Testament: West Of Eden
Douglas Rushkoff, Liam Sharp
Author Douglas Rushkoff began his new Vertigo series Testament last year with much well deserved acclaim.
The mature-readers series took tales from the Bible and paralleled them with similar stories set in a near future with extremely compelling results.
The first collection, Akedah, was vivid and thought provoking, if a might trippy.
With West Of Eden, however, that trippiness has gotten pretty far out of control and the mass appeal of the series is dwindling down to the point where only those with a theology degree can enjoy.
Let’s put it this way: Any five-issue collection that takes a 12 written pages to explain is abusing the art form.
Oh it’s still thought provoking – there’s some more keen parallels – but it’s too easy to get bogged down in the minutiae of Biblical lore to be recommendable.
The Secret #1
Mike Richardson, Jason Shawn Alexander
Dark Horse Comics
Everybody’s got something to hide, but a group of mischievous high school kids are about to find out just how far some people might go to protect their secrets.
It’s all fun and games at Pam Sweeny’s party as a group of teens play a game called The Secret. They randomly dial a number, utter the phrase “I know your secret” and tell the person on the other end to meet them at a local park at midnight.
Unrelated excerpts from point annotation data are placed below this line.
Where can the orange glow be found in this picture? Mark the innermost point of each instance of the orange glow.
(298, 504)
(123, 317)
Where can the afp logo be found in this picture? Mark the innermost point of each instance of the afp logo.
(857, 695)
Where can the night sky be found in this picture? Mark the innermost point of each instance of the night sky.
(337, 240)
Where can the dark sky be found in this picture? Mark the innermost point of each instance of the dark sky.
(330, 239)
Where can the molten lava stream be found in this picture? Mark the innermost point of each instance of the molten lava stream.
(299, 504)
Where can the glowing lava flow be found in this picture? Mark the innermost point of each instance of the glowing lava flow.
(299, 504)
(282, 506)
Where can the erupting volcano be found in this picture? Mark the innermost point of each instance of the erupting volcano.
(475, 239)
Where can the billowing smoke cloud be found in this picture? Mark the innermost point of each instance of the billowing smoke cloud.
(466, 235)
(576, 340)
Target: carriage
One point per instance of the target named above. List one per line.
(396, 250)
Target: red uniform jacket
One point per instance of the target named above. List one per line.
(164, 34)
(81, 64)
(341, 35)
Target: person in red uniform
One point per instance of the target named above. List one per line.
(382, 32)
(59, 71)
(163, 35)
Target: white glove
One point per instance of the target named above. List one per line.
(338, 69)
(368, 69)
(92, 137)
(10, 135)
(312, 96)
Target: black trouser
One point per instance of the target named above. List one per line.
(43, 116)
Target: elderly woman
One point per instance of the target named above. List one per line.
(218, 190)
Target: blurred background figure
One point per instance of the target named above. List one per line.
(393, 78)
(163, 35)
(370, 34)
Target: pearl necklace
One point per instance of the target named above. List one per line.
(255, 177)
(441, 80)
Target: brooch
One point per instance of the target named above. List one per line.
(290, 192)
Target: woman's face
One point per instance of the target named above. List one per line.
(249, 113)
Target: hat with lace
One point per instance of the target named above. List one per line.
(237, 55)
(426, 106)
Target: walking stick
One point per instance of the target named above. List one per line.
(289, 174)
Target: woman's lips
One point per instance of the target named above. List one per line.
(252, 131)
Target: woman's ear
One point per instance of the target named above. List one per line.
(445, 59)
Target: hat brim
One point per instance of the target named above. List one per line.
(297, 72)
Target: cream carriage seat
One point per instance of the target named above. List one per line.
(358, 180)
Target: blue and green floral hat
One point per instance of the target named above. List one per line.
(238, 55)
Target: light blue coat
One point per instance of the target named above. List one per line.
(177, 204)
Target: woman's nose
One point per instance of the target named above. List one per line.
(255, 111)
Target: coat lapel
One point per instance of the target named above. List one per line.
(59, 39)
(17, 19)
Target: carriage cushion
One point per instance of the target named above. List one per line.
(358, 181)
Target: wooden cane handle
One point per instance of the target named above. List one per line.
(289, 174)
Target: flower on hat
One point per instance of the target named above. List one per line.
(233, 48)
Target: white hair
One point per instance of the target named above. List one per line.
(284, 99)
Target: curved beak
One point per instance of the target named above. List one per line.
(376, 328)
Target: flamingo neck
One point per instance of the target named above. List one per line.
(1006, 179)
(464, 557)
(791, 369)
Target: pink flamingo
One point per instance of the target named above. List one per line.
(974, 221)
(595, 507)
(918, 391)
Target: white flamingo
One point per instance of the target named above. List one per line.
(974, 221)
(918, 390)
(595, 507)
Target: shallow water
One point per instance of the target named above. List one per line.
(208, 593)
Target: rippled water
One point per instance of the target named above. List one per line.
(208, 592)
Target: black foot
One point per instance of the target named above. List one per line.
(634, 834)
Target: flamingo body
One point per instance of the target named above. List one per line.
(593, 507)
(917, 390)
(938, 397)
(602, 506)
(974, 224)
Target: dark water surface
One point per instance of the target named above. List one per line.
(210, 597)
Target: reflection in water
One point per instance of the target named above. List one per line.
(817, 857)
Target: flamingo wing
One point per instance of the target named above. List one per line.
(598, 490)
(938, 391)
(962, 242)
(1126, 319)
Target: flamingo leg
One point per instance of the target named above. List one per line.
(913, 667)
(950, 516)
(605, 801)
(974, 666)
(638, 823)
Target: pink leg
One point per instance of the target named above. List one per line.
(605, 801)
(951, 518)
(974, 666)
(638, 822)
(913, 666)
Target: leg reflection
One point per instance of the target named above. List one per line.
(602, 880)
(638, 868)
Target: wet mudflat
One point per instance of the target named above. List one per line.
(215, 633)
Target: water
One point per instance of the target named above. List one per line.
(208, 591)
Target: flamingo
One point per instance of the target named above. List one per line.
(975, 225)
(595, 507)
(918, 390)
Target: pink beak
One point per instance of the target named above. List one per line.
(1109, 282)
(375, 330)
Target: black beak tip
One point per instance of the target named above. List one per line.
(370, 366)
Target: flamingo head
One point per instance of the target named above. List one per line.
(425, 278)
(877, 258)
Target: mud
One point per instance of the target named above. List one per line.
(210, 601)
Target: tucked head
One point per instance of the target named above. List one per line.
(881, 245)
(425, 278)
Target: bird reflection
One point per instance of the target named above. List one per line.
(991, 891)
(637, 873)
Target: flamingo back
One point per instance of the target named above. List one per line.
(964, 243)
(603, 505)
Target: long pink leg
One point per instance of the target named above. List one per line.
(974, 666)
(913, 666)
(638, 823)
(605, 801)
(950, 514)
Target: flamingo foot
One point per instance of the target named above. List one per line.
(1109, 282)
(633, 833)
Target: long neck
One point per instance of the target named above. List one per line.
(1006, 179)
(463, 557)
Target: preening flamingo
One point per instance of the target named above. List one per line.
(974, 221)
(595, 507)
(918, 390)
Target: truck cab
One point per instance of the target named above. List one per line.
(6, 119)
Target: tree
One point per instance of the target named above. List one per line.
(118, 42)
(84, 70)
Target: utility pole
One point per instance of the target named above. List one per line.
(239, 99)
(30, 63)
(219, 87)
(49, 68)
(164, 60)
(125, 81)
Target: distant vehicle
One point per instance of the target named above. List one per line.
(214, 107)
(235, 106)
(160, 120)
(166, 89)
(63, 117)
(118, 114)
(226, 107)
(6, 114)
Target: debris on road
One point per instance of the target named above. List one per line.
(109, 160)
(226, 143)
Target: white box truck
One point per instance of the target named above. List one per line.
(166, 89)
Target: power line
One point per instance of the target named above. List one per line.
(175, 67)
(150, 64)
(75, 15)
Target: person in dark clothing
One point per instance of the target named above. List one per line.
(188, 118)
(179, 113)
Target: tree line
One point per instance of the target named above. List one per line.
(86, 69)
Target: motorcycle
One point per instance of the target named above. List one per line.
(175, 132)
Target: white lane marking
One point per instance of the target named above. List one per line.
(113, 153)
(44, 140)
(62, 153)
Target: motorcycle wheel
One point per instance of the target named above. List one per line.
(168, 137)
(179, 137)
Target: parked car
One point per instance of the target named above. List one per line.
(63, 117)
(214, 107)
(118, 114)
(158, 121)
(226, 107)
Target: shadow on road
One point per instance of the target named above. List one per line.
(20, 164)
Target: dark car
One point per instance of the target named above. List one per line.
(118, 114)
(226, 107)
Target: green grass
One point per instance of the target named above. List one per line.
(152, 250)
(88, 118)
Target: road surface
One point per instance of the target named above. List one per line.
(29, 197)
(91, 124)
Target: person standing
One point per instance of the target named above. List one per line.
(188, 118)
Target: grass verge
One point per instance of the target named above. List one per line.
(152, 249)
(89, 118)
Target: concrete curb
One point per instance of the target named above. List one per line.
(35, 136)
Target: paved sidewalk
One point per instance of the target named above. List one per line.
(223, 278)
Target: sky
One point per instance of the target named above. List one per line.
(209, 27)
They then head off to the park to hide out and see if anyone shows up.
When Pam’s turn comes around, she’s much more interested in Tommy Morris, the new guy at school, then in what she’s doing, but ends up with a very creepy sounding man on the other end who’s response is a shudder-inducing “How do you know my secret?”
And when the teens all head off to the park, expecting no one to show, they are caught off guard when an ominous hooded figure appears.
After they beat a hasty retreat, all figure the game is over – until Pam’s phone rings and a voice asks: “How do you know my secret?”
Dark Horse publisher Mike Richardson and artist Jason Shawn Alexander (Damn Nation) deliver a perfect chill-inducing thriller that will have you sleeping with the lights on.
Usagi Yojimbo #100
Stan Sakai, Sergio Aragones, Guy Davis, Mark Evanier, Rick Geary, Frank Miller, Jamie S. Rich, Mike Richardson, Scott Shaw, Jeff Smith, Matt Wagner
Dark Horse Comics
It seems remarkable that a comic series about a samurai rabbit could last four issues, let alone 100.
Not only has Stan Sakai’s Usagi Yojimbo reached the 100-issue milestone (over 150 if you factor in previous books with different publishers) but it has become one of the most consistently enjoyable and enduring titles around.
To mark the occasion, Sakai and his rabbit creation are roasted by a who’s who of fellow creators including Sergio Aragones (Groo), Guy Davis (B.P.R.D.), Frank Miller (Sin City), Jeff Smith (Bone) and Matt Wagner (Grendel).
The result is a fun, if mildly disjointed anniversary release that gives a truly deserving creator and series their due.
Steve Horton, David Ahn
Rob has just gotten his hands on the ultimate weapon.
Or has it just gotten him?
Caught in the wrong place at the wrong time, this average 28-year-old delivery boy comes face-to-face with a hitman wielding two huge biomechanical arms. When Rob gets in a lucky swing while defending himself and takes the killer out, he is shocked when the arms crawl off the dead man’s body and attach themselves onto him.
Can he control all that power? Or will the tools of a killer make him one, too?
Writer Steve Horton comes through with a fast-paced first issue, while artist David Ahn offers up some really impressive visuals in a debut worth checking out.